Author Topic: 8-bit uC - is there even a point? (Read 58043 times)

Fungus · « **Reply #375 on:** October 10, 2018, 02:25:13 pm »

Quote from: legacy on October 10, 2018, 01:50:41 pm

but usually there is a limit for the number of numbers you can sum, how can they perform 40 add-operations in parallel and respecting the timing for data being stable?

The timing problem is O(logN). 64 bits isn't much more difficult than 16 bits.

How do they do it? Very carefully.

Siwastaja · « **Reply #376 on:** October 10, 2018, 02:28:50 pm »

Quote from: Fungus on October 10, 2018, 02:25:13 pm

How do they do it? Very carefully.

Yeah, I guess there is quite a lot of complexity hidden in the place&route (synthesis) and timing analysis tools, which is vital for the end result.

coppice · « **Reply #377 on:** October 10, 2018, 02:44:53 pm »

Quote from: langwadt on October 10, 2018, 02:22:57 pm

Quote from: legacy on October 10, 2018, 10:54:26 am
Quote from: brucehoult on October 10, 2018, 05:48:15 am
ARM manuals say the M3/M4 has a single-cycle multiplier

how is it implemented?

afair ARM use some kind booth multiplier, basically a bunch of adders and some trickery

might not be exactly the algo they use but close enough, http://www.ellab.physics.upatras.gr/~bakalis/Eudoxus/MBM.html

Its more likely they use a Wallace tree than a Booth tree. Booth is naturally 2's complement, and you need extra fudging to do unsigned multiplies. Wallace is naturally unsigned, and you need extra fudging to do 2's complement multiplies. When you need to do both types of multiply (which an ARM does) Wallace + fudging logic tends to work out better. For 2's complement only work (e.g. most DSP) Booth is the winner.

nctnico · « **Reply #378 on:** October 10, 2018, 02:47:26 pm »

Actually it is easier to implement 1's complement calculations than 2's complement. Someone I knew in a distant past wrote a PhD thesis on that.

legacy · « **Reply #379 on:** October 10, 2018, 02:50:29 pm »
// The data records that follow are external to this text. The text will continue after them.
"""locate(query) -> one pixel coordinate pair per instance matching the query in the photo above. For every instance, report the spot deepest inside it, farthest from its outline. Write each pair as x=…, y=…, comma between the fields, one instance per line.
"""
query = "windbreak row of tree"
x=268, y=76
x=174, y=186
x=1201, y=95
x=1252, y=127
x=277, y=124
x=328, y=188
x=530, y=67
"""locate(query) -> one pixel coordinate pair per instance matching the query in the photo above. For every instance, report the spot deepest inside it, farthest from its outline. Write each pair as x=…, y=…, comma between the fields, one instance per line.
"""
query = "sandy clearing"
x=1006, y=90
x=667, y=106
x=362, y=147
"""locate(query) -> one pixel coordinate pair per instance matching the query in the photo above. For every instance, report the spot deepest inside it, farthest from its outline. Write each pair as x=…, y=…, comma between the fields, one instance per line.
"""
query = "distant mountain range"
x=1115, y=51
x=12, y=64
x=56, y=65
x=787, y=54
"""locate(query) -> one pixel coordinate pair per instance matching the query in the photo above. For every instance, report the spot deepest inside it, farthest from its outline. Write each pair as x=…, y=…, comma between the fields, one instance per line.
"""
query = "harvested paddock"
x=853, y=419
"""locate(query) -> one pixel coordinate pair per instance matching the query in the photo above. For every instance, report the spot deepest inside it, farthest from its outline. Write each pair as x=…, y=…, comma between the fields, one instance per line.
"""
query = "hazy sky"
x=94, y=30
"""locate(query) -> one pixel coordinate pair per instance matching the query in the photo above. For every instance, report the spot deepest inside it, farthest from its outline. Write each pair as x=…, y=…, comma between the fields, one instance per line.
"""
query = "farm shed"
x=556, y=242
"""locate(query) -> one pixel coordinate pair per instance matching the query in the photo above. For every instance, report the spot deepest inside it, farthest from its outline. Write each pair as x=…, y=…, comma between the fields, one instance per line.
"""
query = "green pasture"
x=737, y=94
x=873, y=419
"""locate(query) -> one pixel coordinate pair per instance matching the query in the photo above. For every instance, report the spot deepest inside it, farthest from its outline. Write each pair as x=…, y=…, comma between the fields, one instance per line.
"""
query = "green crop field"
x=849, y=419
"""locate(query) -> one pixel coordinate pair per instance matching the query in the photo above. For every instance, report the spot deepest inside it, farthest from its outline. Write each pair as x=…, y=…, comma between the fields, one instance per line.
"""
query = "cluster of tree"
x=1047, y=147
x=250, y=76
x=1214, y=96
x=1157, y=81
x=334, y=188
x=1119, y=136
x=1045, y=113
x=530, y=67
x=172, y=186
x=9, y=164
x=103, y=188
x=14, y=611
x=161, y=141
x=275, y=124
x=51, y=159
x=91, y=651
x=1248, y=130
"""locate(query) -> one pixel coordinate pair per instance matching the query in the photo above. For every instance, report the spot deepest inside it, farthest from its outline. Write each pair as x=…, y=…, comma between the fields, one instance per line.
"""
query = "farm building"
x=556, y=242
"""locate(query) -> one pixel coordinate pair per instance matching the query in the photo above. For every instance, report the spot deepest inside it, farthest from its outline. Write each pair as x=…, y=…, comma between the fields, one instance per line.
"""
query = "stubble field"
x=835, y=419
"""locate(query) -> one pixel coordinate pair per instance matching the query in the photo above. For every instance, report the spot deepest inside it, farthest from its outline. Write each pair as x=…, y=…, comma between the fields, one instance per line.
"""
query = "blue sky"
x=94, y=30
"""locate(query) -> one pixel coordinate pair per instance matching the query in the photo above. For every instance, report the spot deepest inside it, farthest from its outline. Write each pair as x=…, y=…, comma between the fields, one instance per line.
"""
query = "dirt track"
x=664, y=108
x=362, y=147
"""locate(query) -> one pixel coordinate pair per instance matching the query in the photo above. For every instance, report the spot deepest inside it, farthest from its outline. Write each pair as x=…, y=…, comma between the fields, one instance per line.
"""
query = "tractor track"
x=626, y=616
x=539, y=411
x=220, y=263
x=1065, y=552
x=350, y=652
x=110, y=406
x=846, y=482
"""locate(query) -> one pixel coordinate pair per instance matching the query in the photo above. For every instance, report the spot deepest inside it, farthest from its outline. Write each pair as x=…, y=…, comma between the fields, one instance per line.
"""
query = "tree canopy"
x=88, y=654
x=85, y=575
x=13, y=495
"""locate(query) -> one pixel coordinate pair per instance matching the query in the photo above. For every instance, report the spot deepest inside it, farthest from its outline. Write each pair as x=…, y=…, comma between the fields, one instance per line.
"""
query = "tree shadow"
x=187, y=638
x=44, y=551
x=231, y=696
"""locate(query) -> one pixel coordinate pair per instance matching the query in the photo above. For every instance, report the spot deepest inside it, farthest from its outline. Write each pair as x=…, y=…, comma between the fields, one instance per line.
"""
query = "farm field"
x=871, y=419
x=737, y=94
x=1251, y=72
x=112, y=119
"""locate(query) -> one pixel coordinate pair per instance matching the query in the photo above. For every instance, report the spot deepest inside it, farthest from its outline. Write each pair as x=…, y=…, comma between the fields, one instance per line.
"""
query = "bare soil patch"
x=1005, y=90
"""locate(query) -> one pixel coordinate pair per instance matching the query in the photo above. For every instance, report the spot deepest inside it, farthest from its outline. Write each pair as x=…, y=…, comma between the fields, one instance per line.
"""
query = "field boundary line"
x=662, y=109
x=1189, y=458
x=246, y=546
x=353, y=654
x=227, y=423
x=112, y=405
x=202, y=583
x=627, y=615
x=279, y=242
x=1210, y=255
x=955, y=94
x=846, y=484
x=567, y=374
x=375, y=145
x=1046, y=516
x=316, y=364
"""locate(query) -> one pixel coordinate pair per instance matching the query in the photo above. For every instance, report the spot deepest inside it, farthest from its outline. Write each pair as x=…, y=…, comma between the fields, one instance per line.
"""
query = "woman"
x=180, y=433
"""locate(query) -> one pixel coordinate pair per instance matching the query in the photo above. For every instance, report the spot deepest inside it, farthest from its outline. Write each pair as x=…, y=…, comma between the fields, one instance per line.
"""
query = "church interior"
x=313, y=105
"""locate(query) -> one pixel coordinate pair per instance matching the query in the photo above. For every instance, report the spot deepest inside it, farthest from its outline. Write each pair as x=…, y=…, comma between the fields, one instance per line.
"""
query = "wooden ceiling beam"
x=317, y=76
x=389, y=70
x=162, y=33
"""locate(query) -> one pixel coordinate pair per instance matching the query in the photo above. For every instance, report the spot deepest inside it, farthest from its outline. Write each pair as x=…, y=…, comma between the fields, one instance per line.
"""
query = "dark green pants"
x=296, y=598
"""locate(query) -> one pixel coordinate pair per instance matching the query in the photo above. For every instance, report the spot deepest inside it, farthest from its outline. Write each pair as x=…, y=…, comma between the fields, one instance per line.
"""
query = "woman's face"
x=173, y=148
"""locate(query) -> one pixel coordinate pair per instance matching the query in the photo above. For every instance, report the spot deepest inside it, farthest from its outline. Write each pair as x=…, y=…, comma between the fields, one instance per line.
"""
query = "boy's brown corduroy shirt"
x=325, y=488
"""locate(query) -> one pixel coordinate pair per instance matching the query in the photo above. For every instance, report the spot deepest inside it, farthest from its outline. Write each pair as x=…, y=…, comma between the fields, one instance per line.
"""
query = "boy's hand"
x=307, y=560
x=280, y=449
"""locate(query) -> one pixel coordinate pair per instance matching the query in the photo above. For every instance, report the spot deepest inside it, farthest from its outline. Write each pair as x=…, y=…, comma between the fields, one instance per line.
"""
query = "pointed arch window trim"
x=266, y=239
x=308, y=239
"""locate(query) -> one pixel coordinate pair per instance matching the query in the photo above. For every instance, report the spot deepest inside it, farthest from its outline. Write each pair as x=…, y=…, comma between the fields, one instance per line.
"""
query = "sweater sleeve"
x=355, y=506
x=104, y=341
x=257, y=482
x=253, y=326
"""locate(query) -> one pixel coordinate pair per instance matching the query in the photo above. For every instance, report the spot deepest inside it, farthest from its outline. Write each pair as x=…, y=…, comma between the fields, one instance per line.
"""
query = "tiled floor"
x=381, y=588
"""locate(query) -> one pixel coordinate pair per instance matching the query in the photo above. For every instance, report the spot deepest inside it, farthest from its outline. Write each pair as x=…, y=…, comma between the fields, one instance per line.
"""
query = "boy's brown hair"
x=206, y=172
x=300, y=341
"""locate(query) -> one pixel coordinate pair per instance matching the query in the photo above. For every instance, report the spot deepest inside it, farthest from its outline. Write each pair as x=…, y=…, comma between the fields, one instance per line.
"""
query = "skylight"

Quote from: Fungus on October 10, 2018, 02:25:13 pm

The timing problem is O(logN). 64 bits isn't much more difficult than 16 bits.
How do they do it? Very carefully.

I have implemented a Booth 32x32 Multiplier and Adder (MAC) with saturating arithmetic, but ... it takes 4 clocks to compute, otherwise, the synthesizer complains of the timing (of the full adder units) not respected.

It means that, on ISE-v11/Spartan6, I can't sum more than 32/4=8 numbers in parallel with the same adder

anyway, I have a wait-flag in the finite state machine of the CPU (Arise-v2) that stalls the whole core until the MAC unit comes ready with the results.

External interrupts are handled by a Cop0 unit which works in parallel, hence they accepted during the CPU stall and saved for being handled on the next fetch.

legacy · « **Reply #380 on:** October 10, 2018, 02:53:54 pm »

Quote from: nctnico on October 10, 2018, 02:47:26 pm

Actually it is easier to implement 1's complement calculations than 2's complement. Someone I knew in a distant past wrote a PhD thesis on that.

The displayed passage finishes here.